Anyhow, I have now been able to read your entire speech and would like to offer the following observations:
a) We fully share your conviction that core values such as respect for the law, freedom of speech, equality of opportunity, respect and responsibility for others, should be adhered to and defended by all sections of British society.
b) The Muslim Council of Britain, as the UK's largest and most diverse independent Muslim umbrella body, has since its inception in November 1997 sought to develop a British Muslim discourse centred on the themes of integration, higher educational attainment and working for the common good of all British citizens. In the past nine years, we have launched successful initiatives in schools, prisons, hospitals, mosques and local communities due to our longstanding partnership with over 400 affiliated Muslim organisations across the country. We have a democratically elected leadership whose members are elected every two years and we believe the MCB's grassroots structure and resilience is unparalleled among Muslim organisations in the West.

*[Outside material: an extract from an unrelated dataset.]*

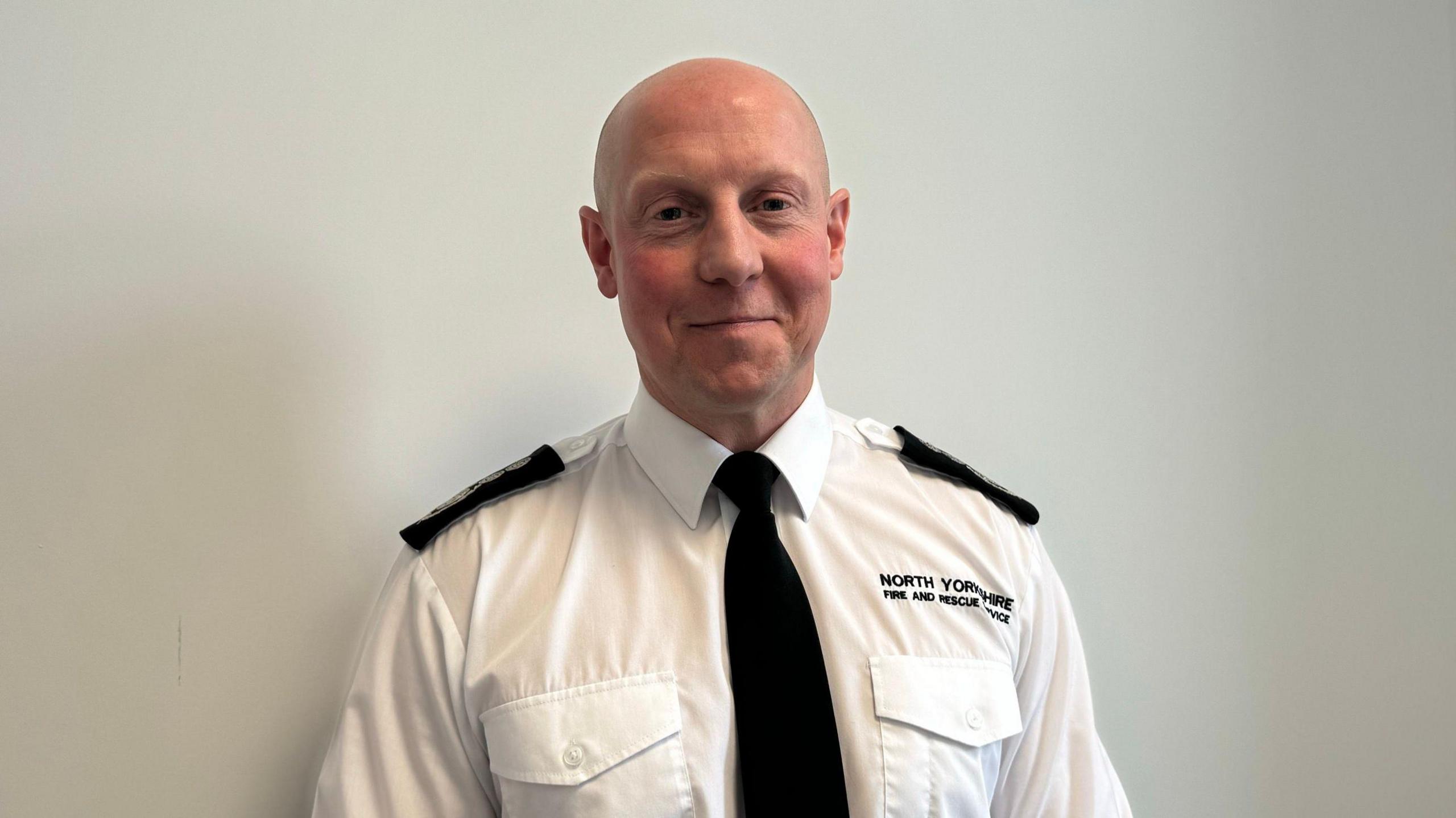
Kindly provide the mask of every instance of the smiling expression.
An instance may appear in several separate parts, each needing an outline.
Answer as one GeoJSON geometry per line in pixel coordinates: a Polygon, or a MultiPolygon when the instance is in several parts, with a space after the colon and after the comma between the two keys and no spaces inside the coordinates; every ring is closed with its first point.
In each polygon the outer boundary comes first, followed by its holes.
{"type": "Polygon", "coordinates": [[[812,380],[849,192],[827,195],[817,127],[779,84],[731,71],[625,99],[604,213],[582,208],[597,287],[670,408],[753,412],[812,380]]]}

It is important for you to be aware that the MCB, since its inception as a national representative body, has participated fully in all national events and ceremonies. We are also fully involved in our great national projects, such as the bid for the 2012 Olympics. In fact, two senior members of the MCB were Britain's Olympic bid ambassadors. Lately, I was privileged to be appointed as a board member of LOCOG (London Organising Committee of Olympic Games.) How do you think it was that Lord Coe was able to draw upon London's record of diversity and confident faith and ethnic communities in convincing the Olympic judges of the merit of our bid? Such positive statements could only be made because of the extensive network of partnerships forged by the formidable Mayor of London, Ken Livingstone, and faith bodies like the MCB, over a number of years.

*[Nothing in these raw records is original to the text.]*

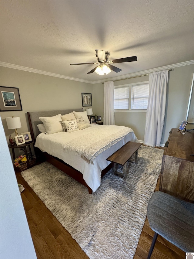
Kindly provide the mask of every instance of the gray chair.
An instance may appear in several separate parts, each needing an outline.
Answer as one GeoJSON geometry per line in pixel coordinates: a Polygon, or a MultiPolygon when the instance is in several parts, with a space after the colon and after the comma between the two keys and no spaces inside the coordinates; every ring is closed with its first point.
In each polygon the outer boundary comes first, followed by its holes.
{"type": "Polygon", "coordinates": [[[194,203],[156,192],[148,203],[147,214],[150,227],[155,232],[148,259],[159,234],[184,252],[194,251],[194,203]]]}

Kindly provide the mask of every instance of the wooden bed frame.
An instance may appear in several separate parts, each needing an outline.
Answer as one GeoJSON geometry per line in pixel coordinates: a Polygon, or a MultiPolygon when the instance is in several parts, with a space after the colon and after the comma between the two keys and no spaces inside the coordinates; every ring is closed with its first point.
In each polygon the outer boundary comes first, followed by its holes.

We take note of your statement `It is not good enough to pay mere lip service to fighting extremism. I want a fundamental rebalancing of our relationship with Muslim organizations from now on'. We note too, Secretary of State, your speech at the launch of a sectarian Muslim body on 19th July 2006, where you stated, `that is why we are looking to organizations and individuals across Muslim communities to be vocal and challenge the ideology of extremists'. The inescapable and preposterous intimation behind these two remarks, when taken together, appears to be that mainstream Muslim organizations including the MCB have been half-hearted in confronting extremists. This is demonstrably untrue and deeply insulting.
We have noted your decision on funding and engagement with some amazement and deep concern. It appears clear to us that the publicly announced 'shift' in your policy regarding funding is arguably unlawful. The indication that only those organisations that agree with your particular strategy as the best way to fight extremism will receive your favours is another way of saying that only those who support your government can expect to receive public funds. Access to public funds should not and cannot be dependent on such considerations as on who is and who is not attending the Holocaust Memorial Day. As a responsible representative organisation the MCB has a duty to represent and reflect the views of its constituents fairly and if those views are unpalatable to the government of the day, so be it. The legal framework and traditions of our country do not allow the government to be vindictive or punitive in the use of public funds. As part of our constitutional duty to work for the common good of British society as a whole and our Islamic commitment to seek justice, the MCB will not be deflected from its duty or commitment to social cohesion and a just society by the possibility of being treated less favourably and unfairly by the government. .....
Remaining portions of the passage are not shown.